Pierwsze zadanie, to wspieranie ucznia w jego rozwoju. Oczywiste w deklaracji, ale już nie tak oczywiste w działaniu, bo często utożsamiane wyłącznie z realizacją programu nauczania. Nauczyciel to osoba towarzysząca uczniowi w odkrywaniu jego potencjału intelektualnego i charakteru. To troska o cztery obszary funkcjonowania: intelektualny, fizyczny, emocjonalny i duchowy. W procesie wychowania i kształcenia nauczyciel jest osobą kluczową, choć nie jedyną. Nie zastąpi go ani technologia, ani wymyślne aplikacje. „Pedagog, to ktoś, kto prowadzi innego człowieka do pełni jego rozwoju, kto przewodzi wśród zawiłości ścieżek życiowych i nieustannych wyborów, kto umie mądrze doradzić, kto troszczy się o ty, aby nikt nie stawał się biernym tworzywem dziejów i wielkich mocy politycznych, lecz by każdy był samodzielnym podmiotem, sprawcą własnego losu i współtwórcą pomyślności swej społeczności” [Kwieciński, 2012, s. 155].
Równie oczywiste jest zadanie drugie. Dotyczy roli nauczyciela jako osoby wspierającej rodziców w wychowaniu ich dzieci. Kluczowym jest zdobycie zaufania jako eksperta w zakresie wychowania, uczenia, jak się uczyć i jak stymulować rozwój. Jest to możliwe jedynie poprzez zbudowanie osobistej wiarygodności, która staje się podstawą do tworzenia prawidłowych relacji. I właśnie o to może zadbać nauczyciel - rozwijać własne zawodowe kompetencje. Bez nich wsparcie i współpraca z rodzicami będą niemożliwe, nieskuteczne i wiązały się jedynie z konfliktami i dużymi kosztami emocjonalnymi. Nauczyciel występuje tutaj w podwójnej roli, bo w dzisiejszych czasach „potrzebny jest właśnie mądry, krytyczny, wrażliwy i kompetentny pedagog, lecz już nie tylko jako pewny drogi przewodnik, a bardziej jako tłumacz [Kwieciński, 2012, s. 158].”
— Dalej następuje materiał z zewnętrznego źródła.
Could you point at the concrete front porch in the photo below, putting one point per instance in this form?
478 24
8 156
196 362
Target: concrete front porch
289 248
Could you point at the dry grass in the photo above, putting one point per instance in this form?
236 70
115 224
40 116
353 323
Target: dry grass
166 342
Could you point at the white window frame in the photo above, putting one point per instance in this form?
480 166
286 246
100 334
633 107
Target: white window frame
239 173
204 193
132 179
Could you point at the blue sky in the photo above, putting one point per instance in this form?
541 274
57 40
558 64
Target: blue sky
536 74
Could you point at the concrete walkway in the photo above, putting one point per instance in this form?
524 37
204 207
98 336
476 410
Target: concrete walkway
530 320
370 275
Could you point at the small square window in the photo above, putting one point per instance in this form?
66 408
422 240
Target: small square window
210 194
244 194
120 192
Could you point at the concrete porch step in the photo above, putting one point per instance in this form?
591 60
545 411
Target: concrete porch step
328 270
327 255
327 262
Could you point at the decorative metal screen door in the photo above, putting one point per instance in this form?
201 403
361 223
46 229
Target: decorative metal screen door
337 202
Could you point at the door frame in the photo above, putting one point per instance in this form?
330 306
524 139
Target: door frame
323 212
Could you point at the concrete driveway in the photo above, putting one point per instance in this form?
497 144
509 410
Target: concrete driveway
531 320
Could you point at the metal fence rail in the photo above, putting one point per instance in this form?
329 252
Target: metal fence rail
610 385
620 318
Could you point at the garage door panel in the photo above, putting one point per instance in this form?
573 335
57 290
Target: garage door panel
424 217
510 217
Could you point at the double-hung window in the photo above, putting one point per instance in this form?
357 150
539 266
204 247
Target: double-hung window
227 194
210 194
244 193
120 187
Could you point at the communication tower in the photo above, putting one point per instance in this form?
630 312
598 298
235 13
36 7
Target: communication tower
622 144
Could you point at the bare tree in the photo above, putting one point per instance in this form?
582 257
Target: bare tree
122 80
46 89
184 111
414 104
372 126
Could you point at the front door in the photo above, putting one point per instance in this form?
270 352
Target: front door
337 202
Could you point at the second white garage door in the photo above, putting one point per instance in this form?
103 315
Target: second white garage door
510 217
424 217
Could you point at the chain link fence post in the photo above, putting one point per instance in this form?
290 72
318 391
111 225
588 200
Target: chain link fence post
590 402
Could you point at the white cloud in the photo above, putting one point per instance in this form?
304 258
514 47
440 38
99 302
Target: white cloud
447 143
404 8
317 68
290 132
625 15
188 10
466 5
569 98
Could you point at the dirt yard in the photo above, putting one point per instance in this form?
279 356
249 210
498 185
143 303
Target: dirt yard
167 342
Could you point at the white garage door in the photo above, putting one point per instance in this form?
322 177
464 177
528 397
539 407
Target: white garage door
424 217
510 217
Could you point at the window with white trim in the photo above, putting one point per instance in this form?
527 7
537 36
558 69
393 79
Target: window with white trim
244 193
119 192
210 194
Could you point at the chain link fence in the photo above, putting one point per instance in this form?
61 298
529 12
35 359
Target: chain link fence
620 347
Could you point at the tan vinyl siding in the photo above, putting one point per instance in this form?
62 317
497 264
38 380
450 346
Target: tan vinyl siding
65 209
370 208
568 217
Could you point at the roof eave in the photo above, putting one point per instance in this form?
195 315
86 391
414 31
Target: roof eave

Zrozumienie tych ról jest kluczowe w pracy dydaktyczno - wychowawczej. Te dwa zadania w podwójnej roli - przewodnika i tłumacza - nadają sens pracy nauczyciela. Są jednocześnie najważniejszym jego wyzwaniem. To podstawa funkcjonowania nauczyciela we współczesnej szkole. Od czego więc zacząć? Na czym ma polegać wspieranie ucznia w jego rozwoju i pomoc rodzicom w wychowaniu? „Dokąd ma prowadzić dzisiejszy pedagog? Zapewne ku wyjściu. Ku wyjściu z siebie do zadań i do innych ludzi, do własnej wartościowości, by zrozumieć świat, odnaleźć miłość i solidarność, umieć kierować sobą [Kwieciński, 2012, s. 158].” Jak realizować ten postulat, jak stawać się dla uczniów autentycznym przewodnikiem? Jak sprawić, aby uczniowie doświadczyli, że zależy nam na nich, że wierzymy w nich, rozumiemy, chcemy poznać ich pragnienia i pielęgnować ich marzenia? Odpowiedzią jest kolejna oczywistość, którą warto przypomnieć. To świadomość, że podstawą działań naszych oddziaływań wychowawczych jest szacunek dla uczniów. Zbyt rzadko dowiadują się o tym od nas. Ale też szczerze powinniśmy komunikować, jakich zachowań nie akceptujemy. Oczywistym jest, że uczniowie często poprzez irytujące i wywołujące złość zachowania, manifestują swoje potrzeby - chęć bycia zauważonym, docenionym. W ten sposób domagają się akceptacji, poczucia bezpieczeństwa, miłości i przyjaźni. Rzadko powiedzą nam o tym wprost. Doświadczając, że ich słuchamy, że jesteśmy otwarci na ich poglądy, zdanie, opinie, przestaną manifestować w ukryty sposób swoje potrzeby. Wówczas nam zaufają.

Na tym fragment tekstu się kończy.